I simply want to flag one difference between the new TARP guidelines and the prior stimulus guidelines, one which Schuman also notes. While the stimulus guidelines appear to allow oral communications between agency employees and Members of Congress (or congressional staff), the TARP guidelines are fairly clear in only allowing communications between Treasury employees and other “federal executive agency officials.” This means that Members of Congress and their staffs are not permitted to talk with Treasury officials about pending TARP applications.
As I have suggested before, I think that this is a sensible provision, one designed to prevent circumvention of the communication blackout periods. (It will, however, be difficult to enforce). One wonders, however, why there would be a prohibition on congressional lobbying with regard to TARP funds, but not with regard to stimulus funds.
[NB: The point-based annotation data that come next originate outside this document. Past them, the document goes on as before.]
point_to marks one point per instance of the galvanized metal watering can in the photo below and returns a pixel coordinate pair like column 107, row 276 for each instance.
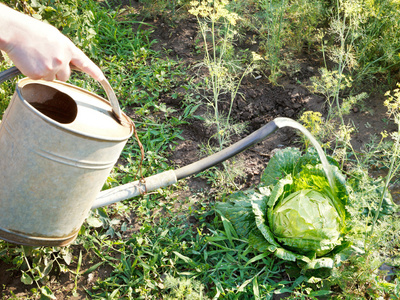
column 58, row 143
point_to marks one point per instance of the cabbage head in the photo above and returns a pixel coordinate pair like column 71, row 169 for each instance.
column 294, row 212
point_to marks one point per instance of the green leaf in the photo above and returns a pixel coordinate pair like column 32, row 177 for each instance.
column 283, row 162
column 47, row 292
column 94, row 222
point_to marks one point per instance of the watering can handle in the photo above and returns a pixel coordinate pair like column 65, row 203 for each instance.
column 14, row 71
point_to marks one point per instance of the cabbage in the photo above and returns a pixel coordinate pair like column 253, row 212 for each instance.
column 294, row 213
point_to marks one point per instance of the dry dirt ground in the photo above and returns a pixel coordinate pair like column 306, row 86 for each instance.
column 260, row 103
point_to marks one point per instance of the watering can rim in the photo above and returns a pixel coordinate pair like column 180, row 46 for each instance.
column 126, row 122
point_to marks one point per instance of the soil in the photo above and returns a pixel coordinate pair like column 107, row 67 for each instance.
column 259, row 102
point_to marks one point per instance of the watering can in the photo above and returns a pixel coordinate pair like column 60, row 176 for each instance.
column 58, row 144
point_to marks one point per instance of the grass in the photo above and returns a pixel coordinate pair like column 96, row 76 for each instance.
column 162, row 245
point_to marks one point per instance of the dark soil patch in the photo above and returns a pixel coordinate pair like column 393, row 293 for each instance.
column 259, row 103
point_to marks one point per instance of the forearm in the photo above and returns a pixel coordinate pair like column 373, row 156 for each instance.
column 39, row 50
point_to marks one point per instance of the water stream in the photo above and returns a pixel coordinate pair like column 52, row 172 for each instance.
column 286, row 122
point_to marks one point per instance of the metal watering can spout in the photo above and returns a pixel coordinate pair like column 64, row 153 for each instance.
column 58, row 144
column 167, row 178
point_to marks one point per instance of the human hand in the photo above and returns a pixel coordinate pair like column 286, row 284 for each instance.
column 39, row 50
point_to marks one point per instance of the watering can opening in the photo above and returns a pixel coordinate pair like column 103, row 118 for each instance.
column 51, row 102
column 58, row 143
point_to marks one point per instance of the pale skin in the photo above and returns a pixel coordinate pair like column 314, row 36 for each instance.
column 39, row 50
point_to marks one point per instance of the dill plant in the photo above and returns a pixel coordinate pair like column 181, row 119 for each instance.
column 217, row 28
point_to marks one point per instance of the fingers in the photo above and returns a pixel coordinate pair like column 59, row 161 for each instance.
column 64, row 73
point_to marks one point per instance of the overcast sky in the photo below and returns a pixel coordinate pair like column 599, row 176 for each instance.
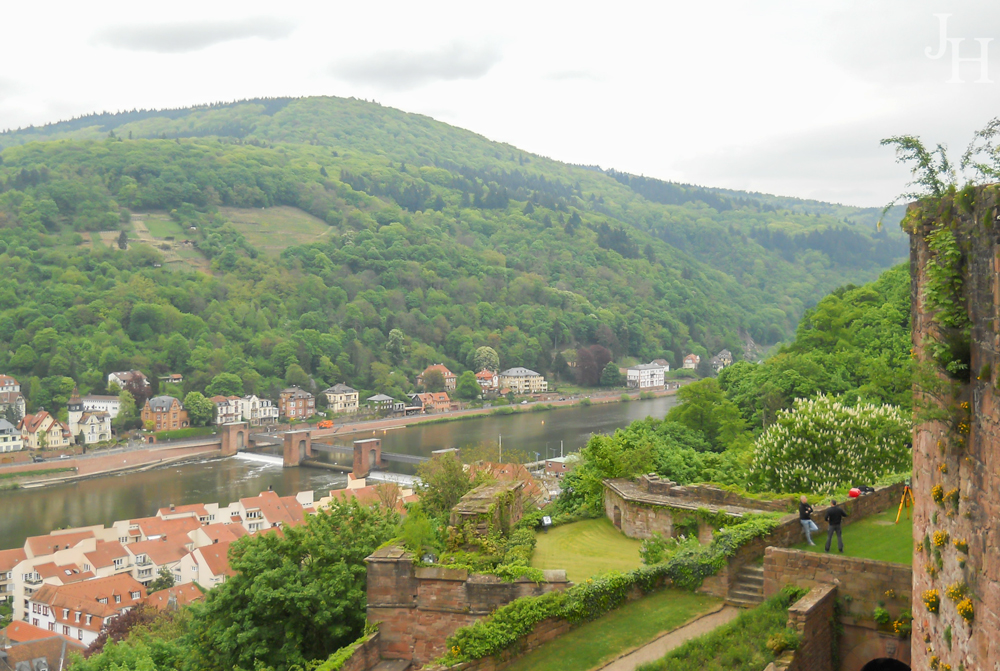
column 782, row 97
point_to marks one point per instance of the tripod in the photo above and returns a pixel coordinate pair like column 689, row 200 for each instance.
column 906, row 501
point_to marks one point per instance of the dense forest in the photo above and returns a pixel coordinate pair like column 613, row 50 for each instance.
column 828, row 411
column 452, row 240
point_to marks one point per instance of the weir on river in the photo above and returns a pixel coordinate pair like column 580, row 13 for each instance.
column 103, row 500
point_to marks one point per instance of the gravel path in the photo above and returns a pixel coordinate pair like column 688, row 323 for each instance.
column 672, row 639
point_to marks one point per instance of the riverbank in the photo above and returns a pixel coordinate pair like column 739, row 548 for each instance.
column 374, row 425
column 96, row 465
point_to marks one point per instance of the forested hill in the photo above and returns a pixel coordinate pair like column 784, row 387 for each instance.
column 399, row 222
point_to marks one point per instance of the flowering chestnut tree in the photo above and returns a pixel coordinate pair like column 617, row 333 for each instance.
column 821, row 444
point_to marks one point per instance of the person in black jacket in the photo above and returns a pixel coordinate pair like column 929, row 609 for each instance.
column 805, row 517
column 834, row 516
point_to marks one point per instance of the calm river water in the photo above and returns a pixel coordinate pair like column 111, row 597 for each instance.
column 103, row 500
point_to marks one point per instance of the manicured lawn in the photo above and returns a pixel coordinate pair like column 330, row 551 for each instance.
column 24, row 474
column 875, row 537
column 164, row 227
column 585, row 549
column 182, row 434
column 604, row 639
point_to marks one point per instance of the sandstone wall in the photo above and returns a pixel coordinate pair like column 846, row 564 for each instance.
column 635, row 520
column 418, row 608
column 789, row 533
column 944, row 454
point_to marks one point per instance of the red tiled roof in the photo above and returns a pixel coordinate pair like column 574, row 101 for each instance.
column 105, row 554
column 161, row 551
column 67, row 573
column 11, row 558
column 196, row 508
column 217, row 558
column 83, row 597
column 46, row 545
column 275, row 509
column 218, row 533
column 185, row 594
column 155, row 526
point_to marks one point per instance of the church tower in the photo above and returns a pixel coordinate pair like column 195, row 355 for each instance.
column 75, row 411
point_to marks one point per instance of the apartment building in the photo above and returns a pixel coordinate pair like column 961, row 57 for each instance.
column 81, row 610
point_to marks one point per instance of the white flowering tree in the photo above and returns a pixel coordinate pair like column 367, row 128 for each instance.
column 821, row 444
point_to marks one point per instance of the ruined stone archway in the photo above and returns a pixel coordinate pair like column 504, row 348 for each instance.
column 885, row 664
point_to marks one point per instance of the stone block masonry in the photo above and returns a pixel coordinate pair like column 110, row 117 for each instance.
column 861, row 584
column 956, row 452
column 418, row 608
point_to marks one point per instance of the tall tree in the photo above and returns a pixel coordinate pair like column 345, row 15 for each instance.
column 296, row 596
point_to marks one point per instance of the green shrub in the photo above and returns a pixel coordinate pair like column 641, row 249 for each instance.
column 686, row 567
column 749, row 643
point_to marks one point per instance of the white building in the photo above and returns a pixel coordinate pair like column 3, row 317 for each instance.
column 341, row 398
column 646, row 376
column 82, row 609
column 98, row 403
column 258, row 411
column 522, row 380
column 95, row 426
column 10, row 437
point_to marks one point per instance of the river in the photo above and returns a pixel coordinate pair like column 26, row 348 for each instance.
column 30, row 512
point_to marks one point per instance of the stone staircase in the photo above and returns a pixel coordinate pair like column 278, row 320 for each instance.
column 748, row 590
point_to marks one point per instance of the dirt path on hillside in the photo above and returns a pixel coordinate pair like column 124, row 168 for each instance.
column 667, row 642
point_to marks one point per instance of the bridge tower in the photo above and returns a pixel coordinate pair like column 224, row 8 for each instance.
column 367, row 455
column 297, row 448
column 234, row 437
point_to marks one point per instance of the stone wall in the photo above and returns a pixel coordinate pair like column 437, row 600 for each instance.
column 637, row 521
column 365, row 656
column 966, row 461
column 789, row 532
column 708, row 495
column 418, row 608
column 863, row 581
column 811, row 616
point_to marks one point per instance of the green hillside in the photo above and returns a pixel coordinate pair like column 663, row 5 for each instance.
column 282, row 240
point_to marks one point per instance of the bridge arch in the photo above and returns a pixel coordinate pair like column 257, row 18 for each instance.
column 885, row 664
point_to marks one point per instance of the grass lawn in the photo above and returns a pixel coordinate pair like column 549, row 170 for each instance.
column 604, row 639
column 273, row 229
column 164, row 228
column 182, row 434
column 585, row 549
column 875, row 537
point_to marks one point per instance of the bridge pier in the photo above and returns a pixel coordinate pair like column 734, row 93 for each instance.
column 234, row 437
column 367, row 455
column 297, row 447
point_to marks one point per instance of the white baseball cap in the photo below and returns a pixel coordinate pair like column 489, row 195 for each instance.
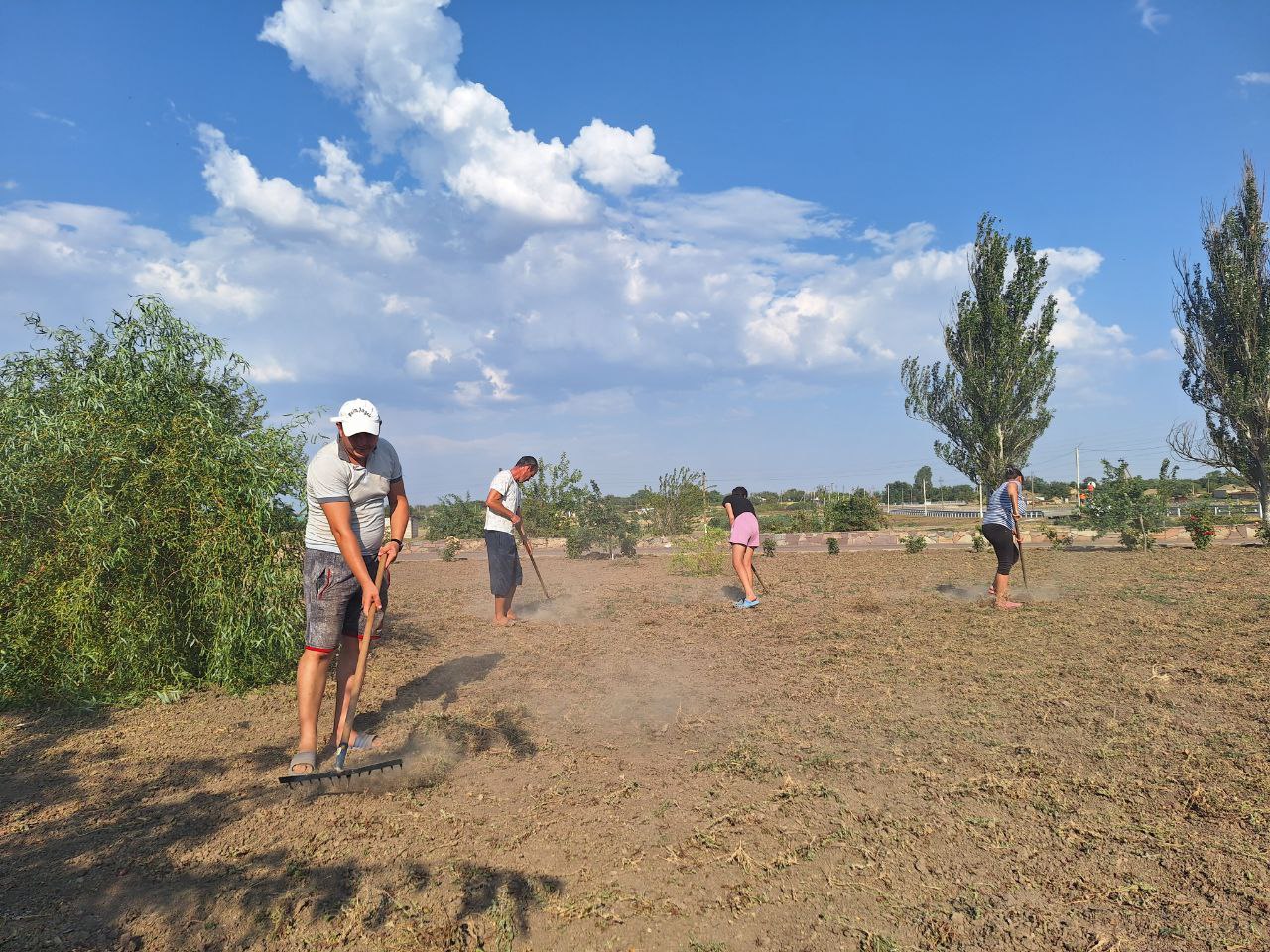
column 358, row 416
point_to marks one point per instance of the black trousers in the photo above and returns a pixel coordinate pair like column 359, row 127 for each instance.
column 1002, row 543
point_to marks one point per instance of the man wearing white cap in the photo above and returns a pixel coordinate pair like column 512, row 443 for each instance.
column 345, row 486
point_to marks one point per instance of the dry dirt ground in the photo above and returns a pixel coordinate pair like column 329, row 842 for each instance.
column 870, row 761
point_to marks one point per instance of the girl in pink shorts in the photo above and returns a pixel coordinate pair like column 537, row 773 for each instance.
column 744, row 540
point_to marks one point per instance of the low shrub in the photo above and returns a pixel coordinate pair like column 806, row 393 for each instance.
column 1137, row 539
column 1199, row 525
column 148, row 547
column 701, row 555
column 574, row 543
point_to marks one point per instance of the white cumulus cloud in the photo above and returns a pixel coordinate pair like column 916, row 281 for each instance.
column 1150, row 16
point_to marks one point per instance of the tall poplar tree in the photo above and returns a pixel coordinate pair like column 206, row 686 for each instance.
column 989, row 399
column 1224, row 325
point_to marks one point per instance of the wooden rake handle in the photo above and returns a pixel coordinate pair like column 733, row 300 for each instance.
column 532, row 561
column 353, row 690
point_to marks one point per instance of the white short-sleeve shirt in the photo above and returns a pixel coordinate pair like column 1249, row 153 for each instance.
column 509, row 489
column 333, row 477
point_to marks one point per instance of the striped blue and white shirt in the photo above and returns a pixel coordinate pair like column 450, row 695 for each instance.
column 1000, row 511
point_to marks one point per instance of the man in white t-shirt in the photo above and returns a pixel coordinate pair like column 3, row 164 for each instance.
column 502, row 520
column 345, row 486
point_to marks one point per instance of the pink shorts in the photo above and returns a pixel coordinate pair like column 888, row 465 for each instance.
column 744, row 531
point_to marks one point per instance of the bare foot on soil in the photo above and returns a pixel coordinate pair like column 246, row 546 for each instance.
column 376, row 744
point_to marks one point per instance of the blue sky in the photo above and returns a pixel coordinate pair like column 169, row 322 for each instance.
column 648, row 235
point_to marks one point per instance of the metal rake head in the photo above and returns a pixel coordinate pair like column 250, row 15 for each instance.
column 335, row 777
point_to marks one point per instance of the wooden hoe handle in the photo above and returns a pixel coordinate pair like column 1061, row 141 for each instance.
column 354, row 684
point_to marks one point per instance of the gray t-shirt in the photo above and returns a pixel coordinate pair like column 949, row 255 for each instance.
column 511, row 492
column 333, row 477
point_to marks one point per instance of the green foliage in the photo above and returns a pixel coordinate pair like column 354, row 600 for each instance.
column 552, row 499
column 677, row 503
column 1058, row 540
column 913, row 543
column 145, row 547
column 1224, row 324
column 1125, row 504
column 456, row 517
column 599, row 525
column 989, row 399
column 1199, row 525
column 701, row 555
column 855, row 513
column 574, row 544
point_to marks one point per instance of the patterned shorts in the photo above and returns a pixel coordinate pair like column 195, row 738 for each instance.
column 333, row 601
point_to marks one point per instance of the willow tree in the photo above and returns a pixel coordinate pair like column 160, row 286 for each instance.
column 145, row 538
column 1224, row 325
column 989, row 399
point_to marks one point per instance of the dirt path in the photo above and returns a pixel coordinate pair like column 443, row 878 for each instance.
column 870, row 761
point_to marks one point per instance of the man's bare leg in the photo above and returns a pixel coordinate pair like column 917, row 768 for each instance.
column 344, row 670
column 1001, row 588
column 503, row 608
column 310, row 685
column 743, row 575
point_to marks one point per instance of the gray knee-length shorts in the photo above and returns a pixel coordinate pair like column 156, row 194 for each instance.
column 504, row 562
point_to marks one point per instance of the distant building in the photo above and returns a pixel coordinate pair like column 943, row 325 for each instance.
column 1234, row 493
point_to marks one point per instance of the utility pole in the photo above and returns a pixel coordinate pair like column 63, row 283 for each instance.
column 705, row 504
column 1078, row 479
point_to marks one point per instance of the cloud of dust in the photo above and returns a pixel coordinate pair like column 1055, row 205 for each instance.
column 1017, row 593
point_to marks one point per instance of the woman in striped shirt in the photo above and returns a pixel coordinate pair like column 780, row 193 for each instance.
column 1001, row 529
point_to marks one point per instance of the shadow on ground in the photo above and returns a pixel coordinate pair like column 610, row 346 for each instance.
column 197, row 856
One possibility is that the question wasn’t fully considered during the drafting of the stimulus guidelines or that the stimulus guidelines were intentionally left ambiguous on the point. Alternatively, the administration would have to have some explanation as to why congressional lobbying on TARP is worse than lobbying on stimulus. Perhaps there is a feeling that the former is more susceptible to improper influence, or that the latter more properly involves consideration of political factors. Perhaps the administration will be asked to explain the discrepancy at some point.